Convened in Philadelphia in May 1787, members of the Federal Convention, dissatisfied with the Articles of Confederation, decided to draft a new Constitution. It was completed in September of the same year and would shape the way the United States are governed to this day.
The Articles of Confederation let each state operate nearly as an independent country. The Congress of Confederation, the overarching federal governing body at the time, could not raise funds or enforce any consequential decisions without a unanimous vote by the delegates representing each state. The new Constitution would allow for a stronger Federal government that would still preserve the sovereignty of each state.
The Constitution, for which conflicting plans had been proposed, was signed after Roger Sherman proposed his Great Compromise — also called the Connecticut Compromise. The first Congress opened on March 4, 1789, which became the first date selected for Inauguration Day. It was changed to January 20th by the Twentieth Amendment. George Washington’s inauguration was held on a different day: April 30th, 1789.

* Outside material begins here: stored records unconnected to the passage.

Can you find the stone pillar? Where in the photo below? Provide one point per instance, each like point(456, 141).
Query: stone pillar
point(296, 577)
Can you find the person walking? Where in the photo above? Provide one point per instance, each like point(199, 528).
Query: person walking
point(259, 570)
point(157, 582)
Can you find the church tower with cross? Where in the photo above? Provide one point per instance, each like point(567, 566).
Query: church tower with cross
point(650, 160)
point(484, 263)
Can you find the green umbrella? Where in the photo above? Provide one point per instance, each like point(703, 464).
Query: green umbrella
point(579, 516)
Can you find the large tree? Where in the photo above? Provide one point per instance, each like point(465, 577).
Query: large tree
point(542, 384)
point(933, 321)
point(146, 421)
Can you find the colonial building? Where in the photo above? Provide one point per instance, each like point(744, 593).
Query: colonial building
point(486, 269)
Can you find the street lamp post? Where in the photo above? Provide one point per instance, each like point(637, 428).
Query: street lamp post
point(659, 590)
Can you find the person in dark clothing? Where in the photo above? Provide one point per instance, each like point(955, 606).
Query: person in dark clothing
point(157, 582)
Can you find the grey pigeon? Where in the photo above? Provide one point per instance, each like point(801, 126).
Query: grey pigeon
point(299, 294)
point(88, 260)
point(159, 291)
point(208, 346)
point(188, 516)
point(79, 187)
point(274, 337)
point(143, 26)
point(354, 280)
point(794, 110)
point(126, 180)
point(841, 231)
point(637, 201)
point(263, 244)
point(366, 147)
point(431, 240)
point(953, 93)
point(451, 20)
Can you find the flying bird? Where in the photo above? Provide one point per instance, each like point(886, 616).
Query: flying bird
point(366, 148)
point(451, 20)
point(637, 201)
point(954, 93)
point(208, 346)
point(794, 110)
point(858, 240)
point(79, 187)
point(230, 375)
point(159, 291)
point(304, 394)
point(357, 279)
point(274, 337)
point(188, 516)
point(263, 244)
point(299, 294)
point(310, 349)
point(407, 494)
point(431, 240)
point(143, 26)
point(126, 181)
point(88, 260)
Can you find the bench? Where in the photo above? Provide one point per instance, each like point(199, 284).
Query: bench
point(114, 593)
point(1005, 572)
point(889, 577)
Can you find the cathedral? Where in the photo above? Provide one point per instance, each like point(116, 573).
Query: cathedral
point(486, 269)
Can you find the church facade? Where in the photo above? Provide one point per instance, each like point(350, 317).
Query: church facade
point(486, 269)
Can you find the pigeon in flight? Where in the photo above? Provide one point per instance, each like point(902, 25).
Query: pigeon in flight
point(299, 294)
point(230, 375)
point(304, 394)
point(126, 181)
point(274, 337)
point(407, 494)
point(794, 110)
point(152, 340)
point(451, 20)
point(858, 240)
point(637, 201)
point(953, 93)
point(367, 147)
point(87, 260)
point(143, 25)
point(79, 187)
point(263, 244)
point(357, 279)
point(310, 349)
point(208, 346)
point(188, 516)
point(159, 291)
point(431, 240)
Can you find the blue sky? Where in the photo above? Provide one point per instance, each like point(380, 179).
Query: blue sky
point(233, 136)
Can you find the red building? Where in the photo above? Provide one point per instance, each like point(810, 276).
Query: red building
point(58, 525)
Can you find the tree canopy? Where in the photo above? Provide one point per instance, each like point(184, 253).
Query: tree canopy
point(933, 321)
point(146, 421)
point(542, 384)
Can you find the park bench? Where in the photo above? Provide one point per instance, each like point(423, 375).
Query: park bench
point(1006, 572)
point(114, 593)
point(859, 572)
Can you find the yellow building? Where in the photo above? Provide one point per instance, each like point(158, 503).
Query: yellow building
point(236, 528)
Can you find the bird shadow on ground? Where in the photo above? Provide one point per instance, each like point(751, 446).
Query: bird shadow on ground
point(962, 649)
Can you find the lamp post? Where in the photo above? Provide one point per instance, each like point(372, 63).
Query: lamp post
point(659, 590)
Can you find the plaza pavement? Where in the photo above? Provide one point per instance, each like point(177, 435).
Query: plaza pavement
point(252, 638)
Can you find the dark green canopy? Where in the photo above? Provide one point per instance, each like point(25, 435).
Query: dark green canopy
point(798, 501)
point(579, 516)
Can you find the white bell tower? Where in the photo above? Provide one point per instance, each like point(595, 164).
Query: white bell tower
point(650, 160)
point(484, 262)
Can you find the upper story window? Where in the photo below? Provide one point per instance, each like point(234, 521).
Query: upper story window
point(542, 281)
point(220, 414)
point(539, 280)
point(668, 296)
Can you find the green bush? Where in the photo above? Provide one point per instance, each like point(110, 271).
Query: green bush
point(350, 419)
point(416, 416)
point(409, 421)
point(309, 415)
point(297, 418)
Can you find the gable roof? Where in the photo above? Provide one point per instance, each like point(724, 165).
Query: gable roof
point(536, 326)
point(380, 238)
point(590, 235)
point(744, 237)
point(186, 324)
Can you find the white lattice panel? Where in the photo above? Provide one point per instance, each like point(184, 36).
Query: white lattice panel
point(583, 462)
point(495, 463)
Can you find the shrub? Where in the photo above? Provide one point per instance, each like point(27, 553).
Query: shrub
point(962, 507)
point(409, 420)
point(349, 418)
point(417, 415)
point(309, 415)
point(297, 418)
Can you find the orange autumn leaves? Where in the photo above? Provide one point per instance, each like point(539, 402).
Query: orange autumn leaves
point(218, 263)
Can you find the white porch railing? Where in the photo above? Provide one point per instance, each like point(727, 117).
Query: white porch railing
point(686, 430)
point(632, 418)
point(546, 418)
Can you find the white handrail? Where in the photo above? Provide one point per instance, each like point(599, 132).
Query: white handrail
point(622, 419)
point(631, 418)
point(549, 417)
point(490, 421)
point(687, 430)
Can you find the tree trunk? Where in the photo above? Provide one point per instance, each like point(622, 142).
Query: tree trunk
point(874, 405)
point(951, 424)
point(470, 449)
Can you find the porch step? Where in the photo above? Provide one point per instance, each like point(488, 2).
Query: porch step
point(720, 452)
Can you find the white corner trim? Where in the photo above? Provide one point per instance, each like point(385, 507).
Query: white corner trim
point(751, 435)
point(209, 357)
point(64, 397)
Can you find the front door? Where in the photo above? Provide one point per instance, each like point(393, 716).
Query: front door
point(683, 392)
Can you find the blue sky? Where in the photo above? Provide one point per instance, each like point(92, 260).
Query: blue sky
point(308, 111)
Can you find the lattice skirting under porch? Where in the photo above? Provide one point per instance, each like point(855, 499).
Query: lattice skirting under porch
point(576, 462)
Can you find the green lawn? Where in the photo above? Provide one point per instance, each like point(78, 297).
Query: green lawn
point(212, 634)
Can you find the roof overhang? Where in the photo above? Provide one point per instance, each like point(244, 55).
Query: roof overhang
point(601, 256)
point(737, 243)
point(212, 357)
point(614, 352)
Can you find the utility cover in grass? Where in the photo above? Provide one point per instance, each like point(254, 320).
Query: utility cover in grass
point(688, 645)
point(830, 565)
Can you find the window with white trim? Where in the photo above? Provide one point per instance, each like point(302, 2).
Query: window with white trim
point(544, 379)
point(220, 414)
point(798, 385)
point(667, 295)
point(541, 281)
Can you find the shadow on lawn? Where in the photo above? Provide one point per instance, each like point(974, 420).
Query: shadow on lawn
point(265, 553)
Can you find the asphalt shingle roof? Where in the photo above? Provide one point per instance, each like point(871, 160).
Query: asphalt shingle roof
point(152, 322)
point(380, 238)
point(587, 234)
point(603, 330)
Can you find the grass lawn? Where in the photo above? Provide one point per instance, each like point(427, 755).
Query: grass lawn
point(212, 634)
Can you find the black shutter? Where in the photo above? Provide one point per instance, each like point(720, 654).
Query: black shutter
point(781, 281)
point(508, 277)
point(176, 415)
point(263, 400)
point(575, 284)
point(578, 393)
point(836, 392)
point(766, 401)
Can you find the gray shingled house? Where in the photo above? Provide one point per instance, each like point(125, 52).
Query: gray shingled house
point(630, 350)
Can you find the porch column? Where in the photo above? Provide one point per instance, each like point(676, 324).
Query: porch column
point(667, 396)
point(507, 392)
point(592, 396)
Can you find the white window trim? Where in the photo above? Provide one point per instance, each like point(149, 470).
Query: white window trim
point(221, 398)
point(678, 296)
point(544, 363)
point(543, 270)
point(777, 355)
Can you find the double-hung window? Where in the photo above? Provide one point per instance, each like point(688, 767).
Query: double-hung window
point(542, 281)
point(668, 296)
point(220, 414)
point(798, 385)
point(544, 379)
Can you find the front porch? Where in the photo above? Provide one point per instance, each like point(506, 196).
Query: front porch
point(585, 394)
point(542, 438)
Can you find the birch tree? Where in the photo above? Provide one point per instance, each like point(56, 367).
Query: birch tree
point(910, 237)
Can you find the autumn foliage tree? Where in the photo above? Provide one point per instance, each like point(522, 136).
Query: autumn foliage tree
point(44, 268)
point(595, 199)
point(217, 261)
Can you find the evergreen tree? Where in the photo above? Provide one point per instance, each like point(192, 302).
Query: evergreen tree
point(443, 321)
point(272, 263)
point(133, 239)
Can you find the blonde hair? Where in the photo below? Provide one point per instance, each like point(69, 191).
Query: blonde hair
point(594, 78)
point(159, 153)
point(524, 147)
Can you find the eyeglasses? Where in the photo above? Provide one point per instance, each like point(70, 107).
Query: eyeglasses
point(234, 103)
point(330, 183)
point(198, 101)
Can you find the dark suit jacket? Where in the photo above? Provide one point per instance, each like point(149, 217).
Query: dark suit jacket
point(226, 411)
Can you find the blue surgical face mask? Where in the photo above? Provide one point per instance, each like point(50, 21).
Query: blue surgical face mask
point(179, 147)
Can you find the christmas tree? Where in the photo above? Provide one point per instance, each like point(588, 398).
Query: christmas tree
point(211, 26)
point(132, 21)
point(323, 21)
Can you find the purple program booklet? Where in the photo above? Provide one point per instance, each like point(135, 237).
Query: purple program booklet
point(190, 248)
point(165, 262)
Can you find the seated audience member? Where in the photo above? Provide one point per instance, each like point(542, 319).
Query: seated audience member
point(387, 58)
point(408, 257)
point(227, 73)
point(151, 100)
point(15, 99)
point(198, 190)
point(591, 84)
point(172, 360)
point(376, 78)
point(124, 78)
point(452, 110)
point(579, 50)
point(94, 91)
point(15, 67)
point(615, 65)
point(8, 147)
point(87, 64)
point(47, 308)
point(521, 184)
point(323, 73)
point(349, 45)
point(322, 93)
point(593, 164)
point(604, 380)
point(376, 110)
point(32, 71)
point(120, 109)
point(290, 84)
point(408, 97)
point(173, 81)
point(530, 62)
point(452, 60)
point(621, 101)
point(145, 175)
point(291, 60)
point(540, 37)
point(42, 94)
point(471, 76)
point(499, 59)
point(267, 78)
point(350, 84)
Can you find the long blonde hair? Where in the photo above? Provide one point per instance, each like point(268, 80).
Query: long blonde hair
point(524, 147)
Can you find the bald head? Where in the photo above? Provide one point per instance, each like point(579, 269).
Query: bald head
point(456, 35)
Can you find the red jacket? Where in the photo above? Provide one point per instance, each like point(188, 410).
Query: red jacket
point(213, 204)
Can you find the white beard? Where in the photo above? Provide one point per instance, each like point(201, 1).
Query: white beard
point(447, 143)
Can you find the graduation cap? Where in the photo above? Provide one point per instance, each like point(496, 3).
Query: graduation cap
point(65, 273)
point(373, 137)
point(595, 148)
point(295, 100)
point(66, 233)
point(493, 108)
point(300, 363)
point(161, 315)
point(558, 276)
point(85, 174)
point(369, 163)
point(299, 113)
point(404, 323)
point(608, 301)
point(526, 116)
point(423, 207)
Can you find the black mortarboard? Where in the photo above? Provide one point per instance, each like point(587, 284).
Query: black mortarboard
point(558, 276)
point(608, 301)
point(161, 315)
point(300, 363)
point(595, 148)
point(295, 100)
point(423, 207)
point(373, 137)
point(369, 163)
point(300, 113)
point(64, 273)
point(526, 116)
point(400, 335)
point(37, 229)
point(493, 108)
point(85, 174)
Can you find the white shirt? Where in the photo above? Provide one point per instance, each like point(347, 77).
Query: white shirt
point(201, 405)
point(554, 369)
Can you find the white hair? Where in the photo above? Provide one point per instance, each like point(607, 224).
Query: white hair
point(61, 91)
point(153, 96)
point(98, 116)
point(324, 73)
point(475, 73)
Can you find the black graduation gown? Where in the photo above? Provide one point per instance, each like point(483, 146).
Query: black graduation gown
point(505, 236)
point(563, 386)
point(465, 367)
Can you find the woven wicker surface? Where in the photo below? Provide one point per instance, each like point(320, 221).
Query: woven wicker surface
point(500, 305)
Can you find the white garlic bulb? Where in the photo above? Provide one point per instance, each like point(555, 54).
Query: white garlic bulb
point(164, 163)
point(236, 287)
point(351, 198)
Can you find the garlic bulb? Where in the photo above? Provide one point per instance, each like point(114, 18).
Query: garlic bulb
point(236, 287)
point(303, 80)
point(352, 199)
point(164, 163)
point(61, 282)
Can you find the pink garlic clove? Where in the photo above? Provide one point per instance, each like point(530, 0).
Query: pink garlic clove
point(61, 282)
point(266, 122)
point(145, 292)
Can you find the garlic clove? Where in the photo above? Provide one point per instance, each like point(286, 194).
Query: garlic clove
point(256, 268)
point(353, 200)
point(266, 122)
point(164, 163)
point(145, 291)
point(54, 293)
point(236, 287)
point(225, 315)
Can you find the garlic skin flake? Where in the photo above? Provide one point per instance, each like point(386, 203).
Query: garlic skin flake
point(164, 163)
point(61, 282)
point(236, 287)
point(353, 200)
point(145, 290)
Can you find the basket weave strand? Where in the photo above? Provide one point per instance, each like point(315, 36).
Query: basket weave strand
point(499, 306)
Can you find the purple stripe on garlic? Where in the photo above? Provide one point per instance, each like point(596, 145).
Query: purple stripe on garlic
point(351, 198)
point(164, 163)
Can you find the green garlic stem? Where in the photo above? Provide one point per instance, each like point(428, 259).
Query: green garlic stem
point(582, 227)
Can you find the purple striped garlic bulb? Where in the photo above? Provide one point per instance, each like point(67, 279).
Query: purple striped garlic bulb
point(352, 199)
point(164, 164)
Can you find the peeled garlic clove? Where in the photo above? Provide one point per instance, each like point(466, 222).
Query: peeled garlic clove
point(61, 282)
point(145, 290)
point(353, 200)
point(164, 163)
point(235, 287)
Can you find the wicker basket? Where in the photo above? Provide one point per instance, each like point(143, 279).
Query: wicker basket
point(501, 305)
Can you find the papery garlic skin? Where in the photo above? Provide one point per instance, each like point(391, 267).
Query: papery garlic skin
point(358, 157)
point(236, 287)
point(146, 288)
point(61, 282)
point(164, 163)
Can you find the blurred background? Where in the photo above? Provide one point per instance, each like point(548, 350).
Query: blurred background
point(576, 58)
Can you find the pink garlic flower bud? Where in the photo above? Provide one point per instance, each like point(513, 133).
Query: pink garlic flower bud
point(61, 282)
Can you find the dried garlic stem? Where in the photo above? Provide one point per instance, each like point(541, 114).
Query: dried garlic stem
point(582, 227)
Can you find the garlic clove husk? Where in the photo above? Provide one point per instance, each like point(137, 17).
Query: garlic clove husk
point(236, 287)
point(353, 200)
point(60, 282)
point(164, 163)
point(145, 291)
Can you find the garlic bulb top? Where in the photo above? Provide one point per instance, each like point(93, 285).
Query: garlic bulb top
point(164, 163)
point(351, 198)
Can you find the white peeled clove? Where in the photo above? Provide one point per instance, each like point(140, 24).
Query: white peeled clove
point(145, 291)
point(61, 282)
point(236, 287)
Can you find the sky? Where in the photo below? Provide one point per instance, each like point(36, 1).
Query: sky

Animated debates occurred during the Convention on the issues of the Bill of Rights (no civil rights were quoted in the Constitution) and of slavery (regulation of trade and taxation were discussed). The Constitution was amended 27 times after its ratification in 1789. The Bill of Rights comprises the first ten Amendments. The “Act Prohibiting Importation of Slaves,” signed in 1807, would take effect in 1808. The final draft of Abraham Lincoln’s Emancipation Proclamation was signed 150 years ago on January 1st, 1863, but the Civil War was going on (Lincoln would give the Gettysburg Address in November the same year) and freedom from slavery could be ensured only after succeeded in having the Thirteenth Amendment adopted in 1865, thus making abolition of slavery part of the Constitution.
The government was created with three different branches, each one balancing the power of the others. Article I of the Constitution established the legislative branch (Congress, composed of the House of Representatives and of the Senate). Article II established the executive branch (the President). And, Article III established the judicial branch (the Supreme Court and U.S District Courts).
Along with the Declaration of Independence and the Bill of Rights, the original text of the Constitution is held at the National Archives Building. The Constitution with its 27 Amendments is very much present in our daily lives. It is an essential document for the United States and a model of democracy. It is still the object of many discussions and interpretations and it informs many present-day debates on citizens’ fundamental rights. Attitudes towards the Constitution vary, some presidents, like Andrew Jackson, have proposed their own interpretation of the Constitution against the Supreme Court, but no one denies the importance of the Constitution and a Constitution Day has even been created.